Hostile planning results in antagonistic spaces for those who are rough sleeping, homeless aimed at discouraging a worthwhile sleep. Manipulating a physical environment to make it uncomfortable makes it uninviting or unwelcoming for homeless to congregate often, or at all. Adding dividing elements on benches, making picnic table seating narrower or simply restricting people from certain areas makes it difficult for people to sleep or rest on them.
Some cities are openly hostile such as Montreal who installed “anti-homeless” spikes making it a no go to lied down, or rock piling in underpasses or outside of buildings.
University of Winnipeg professor Barry Pomeroy says that “the ethos behind it (is) ‘Let us get rid of the poor. Let us make it so uncomfortable downtown, they cannot be there,’” he says. “We’re sort of doing this with our public spaces, and I just find that annoying. It’s not right.”
Defensive architecture, affects everyone, but it disproportionately affects the homeless. United Kingdom by Crisis (2017) study found growing numbers reported that the homeless are finding it increasingly difficult to find a place to sleep due to defensive architecture.
Altering public feeling of safety at the detriment of a marginalized population group is promoting stigmas of those who are rough sleeping or homeless. Partitioned seats in bus shelters and rocks in underpasses do not jump out as hostile to the uninformed resident, yet they effectively stop people from loitering nonetheless.
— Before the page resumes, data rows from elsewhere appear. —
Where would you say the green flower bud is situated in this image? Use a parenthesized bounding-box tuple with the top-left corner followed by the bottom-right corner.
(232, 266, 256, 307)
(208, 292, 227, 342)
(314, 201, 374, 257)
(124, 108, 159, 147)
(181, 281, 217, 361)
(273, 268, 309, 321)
Not intending to affect marginalized people, those who implement hostile architecture simply need education of what is happening. Coming from a well-intended safety first think speak, it has unintended consequences. The City of Guelph planning needs to consider how decisions affect all citizens of Guelph and most acutely marginalized people.
Studies show that a small percentage of communities do intentionally use this type of planning to deter people from sleeping outdoors. It is paramount that future development emphasizes that public space is truly public.
The quality of life will enlighten for all residents when we look to find friendlier solutions to public spaces.